Historically, ARM-designed processors have dominated the smartphone market, but the company is increasingly turning its attention to tackling the PC space currently dominated by Intel. That began this year with the release of the first Always Connected PCs powered by Qualcomm's Snapdragon 835, which is far from matching current Intel chips on the market in terms of raw performance. But ARM isn't sitting idly by, and today revealed its CPU roadmap through 2020, outlining its expected performance increases for the consumer PC space.
The first taste of the company's plans came in June, when it revealed its next-generation Cortex-A76 CPU design, with the bold promise that it would match laptop levels of performance currently offered by Intel's Core i5-7300U on single-threaded benchmarks. But going forward, ARM says it expects to see significant performance gains through 2020 with upcoming designs, currently codenamed "Deimos" and "Hercules."
Deimos will be built using a 7nm process, and is expected to deliver greater than a 15 percent increase in compute performance. Meanwhile, Hercules will be built on 7nm and 5nm nodes, with a similar trajectory for compute performance improvements. Impressively, the Hercules CPU built on the 5nm process is also expected to improve power and area efficiency by 10 percent, ARM says.

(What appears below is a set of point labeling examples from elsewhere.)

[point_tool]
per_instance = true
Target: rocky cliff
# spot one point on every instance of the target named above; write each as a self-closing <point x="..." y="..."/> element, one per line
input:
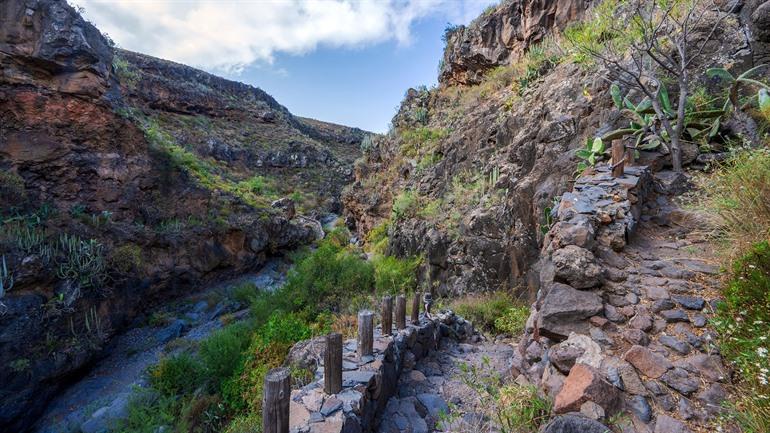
<point x="468" y="174"/>
<point x="502" y="35"/>
<point x="128" y="180"/>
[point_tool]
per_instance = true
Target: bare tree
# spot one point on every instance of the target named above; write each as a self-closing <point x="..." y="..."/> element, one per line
<point x="657" y="39"/>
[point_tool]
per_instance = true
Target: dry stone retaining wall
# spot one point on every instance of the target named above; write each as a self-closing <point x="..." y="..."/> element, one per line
<point x="367" y="383"/>
<point x="619" y="326"/>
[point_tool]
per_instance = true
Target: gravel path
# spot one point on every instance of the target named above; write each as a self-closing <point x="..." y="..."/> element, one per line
<point x="101" y="396"/>
<point x="433" y="396"/>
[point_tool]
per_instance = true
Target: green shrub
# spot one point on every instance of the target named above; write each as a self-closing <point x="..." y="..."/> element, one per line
<point x="510" y="408"/>
<point x="743" y="324"/>
<point x="324" y="279"/>
<point x="81" y="261"/>
<point x="12" y="188"/>
<point x="147" y="413"/>
<point x="512" y="321"/>
<point x="415" y="141"/>
<point x="244" y="293"/>
<point x="283" y="328"/>
<point x="738" y="194"/>
<point x="487" y="311"/>
<point x="177" y="375"/>
<point x="596" y="31"/>
<point x="521" y="409"/>
<point x="222" y="353"/>
<point x="395" y="276"/>
<point x="242" y="392"/>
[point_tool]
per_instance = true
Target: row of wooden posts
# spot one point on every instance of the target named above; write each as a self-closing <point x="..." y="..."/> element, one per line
<point x="277" y="390"/>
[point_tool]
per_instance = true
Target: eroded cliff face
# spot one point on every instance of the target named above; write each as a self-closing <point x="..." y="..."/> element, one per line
<point x="468" y="175"/>
<point x="502" y="35"/>
<point x="127" y="180"/>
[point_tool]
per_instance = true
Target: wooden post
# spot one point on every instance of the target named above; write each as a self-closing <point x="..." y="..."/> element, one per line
<point x="400" y="312"/>
<point x="416" y="308"/>
<point x="365" y="333"/>
<point x="618" y="157"/>
<point x="387" y="315"/>
<point x="275" y="401"/>
<point x="630" y="156"/>
<point x="333" y="364"/>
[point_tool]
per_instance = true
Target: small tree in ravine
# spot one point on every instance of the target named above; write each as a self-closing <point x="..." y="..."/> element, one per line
<point x="656" y="42"/>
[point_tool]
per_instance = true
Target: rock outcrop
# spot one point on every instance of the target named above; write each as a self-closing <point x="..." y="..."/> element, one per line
<point x="480" y="160"/>
<point x="640" y="346"/>
<point x="500" y="36"/>
<point x="126" y="180"/>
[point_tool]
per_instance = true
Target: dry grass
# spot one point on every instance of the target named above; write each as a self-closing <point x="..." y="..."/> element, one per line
<point x="738" y="195"/>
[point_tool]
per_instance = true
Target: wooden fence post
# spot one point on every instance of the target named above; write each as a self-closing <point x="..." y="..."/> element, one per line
<point x="618" y="158"/>
<point x="275" y="401"/>
<point x="387" y="315"/>
<point x="400" y="312"/>
<point x="333" y="364"/>
<point x="630" y="156"/>
<point x="365" y="333"/>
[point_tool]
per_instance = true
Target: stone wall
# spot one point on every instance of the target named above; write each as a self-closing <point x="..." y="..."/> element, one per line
<point x="366" y="384"/>
<point x="619" y="329"/>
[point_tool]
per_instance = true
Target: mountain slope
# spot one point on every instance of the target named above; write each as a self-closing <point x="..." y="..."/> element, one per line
<point x="126" y="181"/>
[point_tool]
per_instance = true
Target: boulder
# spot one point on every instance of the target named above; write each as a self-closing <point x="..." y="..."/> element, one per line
<point x="647" y="362"/>
<point x="577" y="267"/>
<point x="574" y="424"/>
<point x="576" y="349"/>
<point x="666" y="424"/>
<point x="583" y="384"/>
<point x="500" y="37"/>
<point x="564" y="310"/>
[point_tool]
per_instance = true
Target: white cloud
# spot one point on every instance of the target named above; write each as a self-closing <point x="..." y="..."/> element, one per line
<point x="227" y="35"/>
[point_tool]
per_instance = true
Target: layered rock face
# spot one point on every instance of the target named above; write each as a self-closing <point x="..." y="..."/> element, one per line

"The CPU roadmap Arm has laid out coupled with Qualcomm's heterogenous approach to computing across our various IP block and integrated connectivity, will allow for new advancements in the always-on, always-connected PC experience offered by the Qualcomm Snapdragon Mobile Compute Platform," said Alex Katouzian, senior vice president and general manager, mobile, Qualcomm Technologies, Inc. "Our mission continues to bring the best of the mobile world to the PC, with great battery life, sleek innovative form factors, and Windows 10 for on-the-go productivity."
A lengthy wait
Crucially, we'll have to wait until ARM partners get their hands on these designs and build their own chips before we start seeing them pop up in actual devices. ARM doesn't manufacture its own chips, instead licensing its designs to partners like Qualcomm and Samsung. Once partners have received the designs, they then manufacturer chips with their own sets of customizations. For example, the Snapdragon platform is built off of ARM designs, but with special customizations implemented by Qualcomm. Manufacturers then take Qualcomm's chips and build their systems around them.
Given this lengthy process, expect it to take a while before we start seeing Deimos and Hercules-based chips popping up in machines from mainstream manufacturers like HP and Dell. Still, in speaking with PCWorld, ARM's head of ecosystem marketing Ian Smythe confirmed that partners will start manufacturing chips built on the A76 architecture starting this year, so we should start seeing Always Connected PCs with laptop levels of performance appearing on the market not too long after.
Having held its position in the smartphone market, ARM is clearly looking to make a splash with laptops next. And while Windows 10 on ARM is still in its nascent stages, it will be exciting to see how things shake out over the coming years as performance continues to ratchet up. One thing still holding things back, however, is the requirement for ARM-based PCs to emulate apps that aren't built to natively run on the ARM CPUs, which naturally comes with a slight performance hit. However, if Microsoft and Qualcomm can convince developers to start building native ARM64 apps, the emulation hurdle could increasingly become less of an issue.